Pour mémoire, tous les maires MoDem réélus ou élus dans les villes de plus de 30 000 habitants avaient reçu dès le premier tour l'investiture de l'UMP : Hervé Chevreau à Épinay-sur-Seine, Bruno Joncour à Saint-Brieuc, Alain Cazabonne à Talence, Jean-Marie Vanlerenberghe à Arras, Michel Laugier à Montigny-le-Bretonneux, Didier Borotra à Biarritz et Geneviève Darrieussecq à Mont-de-Marsan. Au total, le MoDem conserve six villes de plus de 30 000 habitants (Épinay-sur-Seine, Saint-Brieuc, Talence,  Arras, Montigny-le-Bretonneux, Biarritz), en perd trois (Mamoudzou, Noisy-le-Sec, Anglet) et en gagne une (Mont-de-Marsan).
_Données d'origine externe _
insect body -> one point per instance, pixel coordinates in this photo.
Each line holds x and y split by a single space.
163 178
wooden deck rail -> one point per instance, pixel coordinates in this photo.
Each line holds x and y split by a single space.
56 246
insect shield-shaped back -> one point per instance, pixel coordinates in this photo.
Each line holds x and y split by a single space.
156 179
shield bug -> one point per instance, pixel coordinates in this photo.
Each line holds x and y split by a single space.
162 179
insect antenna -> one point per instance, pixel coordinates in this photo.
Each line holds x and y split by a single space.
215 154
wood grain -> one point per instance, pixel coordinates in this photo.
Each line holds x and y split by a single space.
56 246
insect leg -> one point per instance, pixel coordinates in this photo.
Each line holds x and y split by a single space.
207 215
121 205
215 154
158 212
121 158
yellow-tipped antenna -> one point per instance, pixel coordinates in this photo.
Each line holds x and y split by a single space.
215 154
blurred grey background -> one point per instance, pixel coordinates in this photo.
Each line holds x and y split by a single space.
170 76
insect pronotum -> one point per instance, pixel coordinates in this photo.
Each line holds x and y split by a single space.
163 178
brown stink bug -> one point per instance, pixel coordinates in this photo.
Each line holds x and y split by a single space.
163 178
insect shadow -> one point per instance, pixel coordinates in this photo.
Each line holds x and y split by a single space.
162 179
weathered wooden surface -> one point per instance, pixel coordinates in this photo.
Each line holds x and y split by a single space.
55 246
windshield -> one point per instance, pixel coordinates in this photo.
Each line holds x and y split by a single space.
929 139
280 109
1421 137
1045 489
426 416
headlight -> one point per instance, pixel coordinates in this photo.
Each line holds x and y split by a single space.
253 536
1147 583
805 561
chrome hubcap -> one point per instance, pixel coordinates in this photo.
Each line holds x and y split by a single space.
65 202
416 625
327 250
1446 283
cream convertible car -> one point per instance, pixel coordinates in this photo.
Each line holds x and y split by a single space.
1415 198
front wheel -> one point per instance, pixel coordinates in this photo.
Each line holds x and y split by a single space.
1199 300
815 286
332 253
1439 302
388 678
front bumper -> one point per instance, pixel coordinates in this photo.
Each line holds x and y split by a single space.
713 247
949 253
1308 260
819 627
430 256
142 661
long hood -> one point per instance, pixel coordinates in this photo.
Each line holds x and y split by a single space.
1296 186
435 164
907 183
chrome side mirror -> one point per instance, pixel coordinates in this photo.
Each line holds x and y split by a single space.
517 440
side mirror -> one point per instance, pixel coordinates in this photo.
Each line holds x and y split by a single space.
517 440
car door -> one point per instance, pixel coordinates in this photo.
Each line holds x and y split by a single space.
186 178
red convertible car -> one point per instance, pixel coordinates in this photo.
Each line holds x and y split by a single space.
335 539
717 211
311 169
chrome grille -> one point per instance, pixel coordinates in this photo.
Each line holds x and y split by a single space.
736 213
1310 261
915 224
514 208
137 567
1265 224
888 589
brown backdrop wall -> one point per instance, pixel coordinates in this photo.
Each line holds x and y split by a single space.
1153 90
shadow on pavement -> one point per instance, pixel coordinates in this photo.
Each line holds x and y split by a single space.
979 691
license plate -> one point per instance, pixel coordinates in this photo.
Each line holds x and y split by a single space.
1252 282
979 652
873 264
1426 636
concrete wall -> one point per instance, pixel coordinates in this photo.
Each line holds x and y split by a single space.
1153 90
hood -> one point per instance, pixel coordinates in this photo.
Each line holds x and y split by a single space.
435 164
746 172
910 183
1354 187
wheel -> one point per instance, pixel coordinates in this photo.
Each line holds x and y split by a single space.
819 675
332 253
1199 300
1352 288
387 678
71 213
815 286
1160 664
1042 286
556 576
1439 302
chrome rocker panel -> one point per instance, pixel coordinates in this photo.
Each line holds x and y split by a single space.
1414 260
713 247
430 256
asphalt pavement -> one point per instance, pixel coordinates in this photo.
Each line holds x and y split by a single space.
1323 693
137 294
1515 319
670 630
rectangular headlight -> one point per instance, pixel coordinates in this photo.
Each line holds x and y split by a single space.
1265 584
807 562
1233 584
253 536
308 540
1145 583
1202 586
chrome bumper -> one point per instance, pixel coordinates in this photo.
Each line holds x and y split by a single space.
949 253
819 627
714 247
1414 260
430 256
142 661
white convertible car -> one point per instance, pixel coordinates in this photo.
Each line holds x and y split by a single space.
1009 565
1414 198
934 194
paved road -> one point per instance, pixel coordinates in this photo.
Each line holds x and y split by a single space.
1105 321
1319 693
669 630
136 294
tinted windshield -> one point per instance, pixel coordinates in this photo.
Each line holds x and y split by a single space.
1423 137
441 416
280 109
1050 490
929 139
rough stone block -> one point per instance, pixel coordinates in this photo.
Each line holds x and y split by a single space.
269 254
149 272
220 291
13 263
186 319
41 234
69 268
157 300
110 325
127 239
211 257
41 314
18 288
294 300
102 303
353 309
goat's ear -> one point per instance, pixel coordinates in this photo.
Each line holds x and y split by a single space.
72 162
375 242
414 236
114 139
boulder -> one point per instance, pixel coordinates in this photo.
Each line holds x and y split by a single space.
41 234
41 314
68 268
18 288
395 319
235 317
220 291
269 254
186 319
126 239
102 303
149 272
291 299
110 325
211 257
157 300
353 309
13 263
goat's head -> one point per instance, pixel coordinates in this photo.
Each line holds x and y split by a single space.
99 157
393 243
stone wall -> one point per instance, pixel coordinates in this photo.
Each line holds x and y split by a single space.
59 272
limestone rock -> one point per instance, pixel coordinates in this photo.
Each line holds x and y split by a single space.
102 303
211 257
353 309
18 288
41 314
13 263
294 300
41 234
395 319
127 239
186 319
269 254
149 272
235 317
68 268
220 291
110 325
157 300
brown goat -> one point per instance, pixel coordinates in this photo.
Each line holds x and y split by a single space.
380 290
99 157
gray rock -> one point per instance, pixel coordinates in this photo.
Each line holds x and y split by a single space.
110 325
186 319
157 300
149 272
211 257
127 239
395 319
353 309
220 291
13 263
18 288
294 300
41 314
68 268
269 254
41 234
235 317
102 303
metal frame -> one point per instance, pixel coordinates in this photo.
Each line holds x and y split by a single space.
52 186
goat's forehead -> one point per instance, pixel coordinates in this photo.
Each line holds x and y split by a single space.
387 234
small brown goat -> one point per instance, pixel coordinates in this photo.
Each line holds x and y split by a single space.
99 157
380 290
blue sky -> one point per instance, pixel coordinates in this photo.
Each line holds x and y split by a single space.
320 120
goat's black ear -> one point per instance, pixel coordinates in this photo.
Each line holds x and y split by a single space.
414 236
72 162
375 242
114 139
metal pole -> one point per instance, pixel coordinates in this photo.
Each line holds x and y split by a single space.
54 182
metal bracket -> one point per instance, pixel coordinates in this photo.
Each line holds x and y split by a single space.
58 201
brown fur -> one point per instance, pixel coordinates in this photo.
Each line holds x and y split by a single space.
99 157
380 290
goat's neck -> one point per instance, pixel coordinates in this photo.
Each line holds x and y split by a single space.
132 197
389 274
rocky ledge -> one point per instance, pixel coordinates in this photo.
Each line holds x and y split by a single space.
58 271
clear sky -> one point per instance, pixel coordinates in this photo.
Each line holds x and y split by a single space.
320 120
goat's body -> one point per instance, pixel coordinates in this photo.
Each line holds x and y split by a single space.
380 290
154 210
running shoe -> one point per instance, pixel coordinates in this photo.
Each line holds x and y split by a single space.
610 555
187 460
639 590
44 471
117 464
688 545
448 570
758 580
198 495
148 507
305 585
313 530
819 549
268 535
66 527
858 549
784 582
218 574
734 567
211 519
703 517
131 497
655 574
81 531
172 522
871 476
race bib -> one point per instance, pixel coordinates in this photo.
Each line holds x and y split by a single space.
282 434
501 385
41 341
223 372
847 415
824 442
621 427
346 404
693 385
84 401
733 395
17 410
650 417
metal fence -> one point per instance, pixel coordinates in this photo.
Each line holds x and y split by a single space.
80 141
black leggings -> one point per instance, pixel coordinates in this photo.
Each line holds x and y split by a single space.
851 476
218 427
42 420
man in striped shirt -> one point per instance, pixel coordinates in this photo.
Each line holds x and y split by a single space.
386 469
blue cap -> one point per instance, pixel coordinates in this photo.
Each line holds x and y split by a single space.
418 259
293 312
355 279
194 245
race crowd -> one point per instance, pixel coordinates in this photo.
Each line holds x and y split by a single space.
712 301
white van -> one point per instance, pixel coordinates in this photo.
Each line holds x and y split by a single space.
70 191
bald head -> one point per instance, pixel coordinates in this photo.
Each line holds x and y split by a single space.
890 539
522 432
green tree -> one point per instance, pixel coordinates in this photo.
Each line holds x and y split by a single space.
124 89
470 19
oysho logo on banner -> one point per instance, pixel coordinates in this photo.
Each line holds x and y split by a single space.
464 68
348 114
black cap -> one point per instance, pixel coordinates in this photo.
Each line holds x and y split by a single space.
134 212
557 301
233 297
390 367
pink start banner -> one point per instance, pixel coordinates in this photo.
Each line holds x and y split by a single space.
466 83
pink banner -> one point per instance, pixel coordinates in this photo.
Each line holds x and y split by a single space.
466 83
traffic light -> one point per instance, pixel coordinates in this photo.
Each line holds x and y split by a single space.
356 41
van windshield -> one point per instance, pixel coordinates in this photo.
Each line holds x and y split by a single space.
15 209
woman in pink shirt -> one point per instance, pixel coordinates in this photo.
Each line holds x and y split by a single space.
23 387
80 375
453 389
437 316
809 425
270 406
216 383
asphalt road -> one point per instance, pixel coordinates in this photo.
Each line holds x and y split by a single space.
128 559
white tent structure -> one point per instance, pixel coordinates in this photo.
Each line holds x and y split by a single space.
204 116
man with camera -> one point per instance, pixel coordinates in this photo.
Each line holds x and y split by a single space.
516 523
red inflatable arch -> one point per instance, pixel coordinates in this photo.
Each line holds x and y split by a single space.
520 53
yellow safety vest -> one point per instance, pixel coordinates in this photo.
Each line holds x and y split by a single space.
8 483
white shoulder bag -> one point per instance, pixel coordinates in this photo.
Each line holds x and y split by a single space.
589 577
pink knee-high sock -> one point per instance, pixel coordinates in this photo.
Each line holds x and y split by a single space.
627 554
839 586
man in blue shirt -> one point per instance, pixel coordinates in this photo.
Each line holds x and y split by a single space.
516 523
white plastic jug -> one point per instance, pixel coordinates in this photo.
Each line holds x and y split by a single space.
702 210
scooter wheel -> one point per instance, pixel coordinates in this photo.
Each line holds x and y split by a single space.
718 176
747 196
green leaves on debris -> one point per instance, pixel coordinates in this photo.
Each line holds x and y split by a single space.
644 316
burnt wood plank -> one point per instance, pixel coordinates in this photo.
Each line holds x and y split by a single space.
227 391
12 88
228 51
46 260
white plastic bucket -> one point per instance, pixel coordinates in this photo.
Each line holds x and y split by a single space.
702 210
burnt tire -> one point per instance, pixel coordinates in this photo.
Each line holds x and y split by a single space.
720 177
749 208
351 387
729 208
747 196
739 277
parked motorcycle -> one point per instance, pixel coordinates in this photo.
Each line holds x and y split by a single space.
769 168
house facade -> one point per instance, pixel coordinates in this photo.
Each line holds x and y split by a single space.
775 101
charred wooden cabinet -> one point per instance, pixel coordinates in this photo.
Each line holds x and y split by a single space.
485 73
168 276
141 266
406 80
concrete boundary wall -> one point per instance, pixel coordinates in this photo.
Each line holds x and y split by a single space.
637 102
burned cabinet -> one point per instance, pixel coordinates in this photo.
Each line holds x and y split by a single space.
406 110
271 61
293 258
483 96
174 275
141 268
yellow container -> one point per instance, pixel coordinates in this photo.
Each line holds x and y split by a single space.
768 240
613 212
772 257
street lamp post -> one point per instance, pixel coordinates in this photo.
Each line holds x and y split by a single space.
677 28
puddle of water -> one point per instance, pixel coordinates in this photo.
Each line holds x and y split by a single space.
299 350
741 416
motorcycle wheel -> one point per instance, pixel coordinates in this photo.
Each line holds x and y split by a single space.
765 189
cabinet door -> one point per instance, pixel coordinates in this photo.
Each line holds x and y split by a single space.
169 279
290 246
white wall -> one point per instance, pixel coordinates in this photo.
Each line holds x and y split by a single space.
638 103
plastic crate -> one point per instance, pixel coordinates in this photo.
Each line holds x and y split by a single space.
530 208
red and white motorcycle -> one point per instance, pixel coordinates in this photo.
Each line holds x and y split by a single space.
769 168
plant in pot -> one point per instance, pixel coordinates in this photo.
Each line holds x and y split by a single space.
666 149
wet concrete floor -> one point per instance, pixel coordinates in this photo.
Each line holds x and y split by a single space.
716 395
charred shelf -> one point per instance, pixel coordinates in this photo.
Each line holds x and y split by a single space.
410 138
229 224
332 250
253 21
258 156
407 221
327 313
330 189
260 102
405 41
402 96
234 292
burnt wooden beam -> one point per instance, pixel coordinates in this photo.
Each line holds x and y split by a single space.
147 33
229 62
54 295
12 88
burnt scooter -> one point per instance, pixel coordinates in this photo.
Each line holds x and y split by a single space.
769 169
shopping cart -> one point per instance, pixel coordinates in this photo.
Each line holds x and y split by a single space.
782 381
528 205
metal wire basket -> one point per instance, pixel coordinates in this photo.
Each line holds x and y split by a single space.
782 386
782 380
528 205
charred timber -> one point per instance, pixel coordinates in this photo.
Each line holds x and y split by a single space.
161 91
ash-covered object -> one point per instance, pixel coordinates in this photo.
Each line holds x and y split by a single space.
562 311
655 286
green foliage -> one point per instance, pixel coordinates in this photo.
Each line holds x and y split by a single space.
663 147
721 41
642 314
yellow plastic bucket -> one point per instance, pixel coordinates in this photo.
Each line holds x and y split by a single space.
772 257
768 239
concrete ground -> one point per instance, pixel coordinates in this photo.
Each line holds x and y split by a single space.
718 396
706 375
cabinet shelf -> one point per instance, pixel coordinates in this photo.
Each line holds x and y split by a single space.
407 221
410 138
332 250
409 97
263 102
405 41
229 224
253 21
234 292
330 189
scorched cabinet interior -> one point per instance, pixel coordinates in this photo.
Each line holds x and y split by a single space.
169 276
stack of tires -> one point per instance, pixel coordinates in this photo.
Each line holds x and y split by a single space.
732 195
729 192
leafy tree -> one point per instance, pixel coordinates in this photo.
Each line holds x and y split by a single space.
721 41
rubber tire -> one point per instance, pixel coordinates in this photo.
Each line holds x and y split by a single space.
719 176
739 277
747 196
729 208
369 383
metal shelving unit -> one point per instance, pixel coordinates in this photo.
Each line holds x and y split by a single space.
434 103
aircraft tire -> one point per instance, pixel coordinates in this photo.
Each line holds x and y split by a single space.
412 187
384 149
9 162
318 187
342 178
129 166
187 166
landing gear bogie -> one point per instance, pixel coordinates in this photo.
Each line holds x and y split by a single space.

Reste le cas particulier de Mende, où le maire sortant MoDem, Jean-Jacques Delmas, ne se représentait pas et soutenait la liste PS, qui l'a emporté.

Enfin, rares sont les municipalités où son appoint pour le second tour a été décisif. Bien qu'allié entre les deux tours au MoDem, la droite a perdu à Toulouse, Colombes et Vandoeuvre-lès-Nancy, de même que la gauche à Melun et dans le troisième secteur de Marseille. Il n'y a en définitive qu'à Poissy et dans le 1er secteur de Marseille que la gauche semble l'avoir emporté en raison de sa fusion avec le centre. Dans la capitale, Bertrand Delanoë n'a, en revanche, même pas eu besoin de faire appel au MoDem, qui ne conserve qu'un seul conseiller de Paris, Marielle de Sarnez. Contre huit pour le Nouveau centre allié à l'UMP.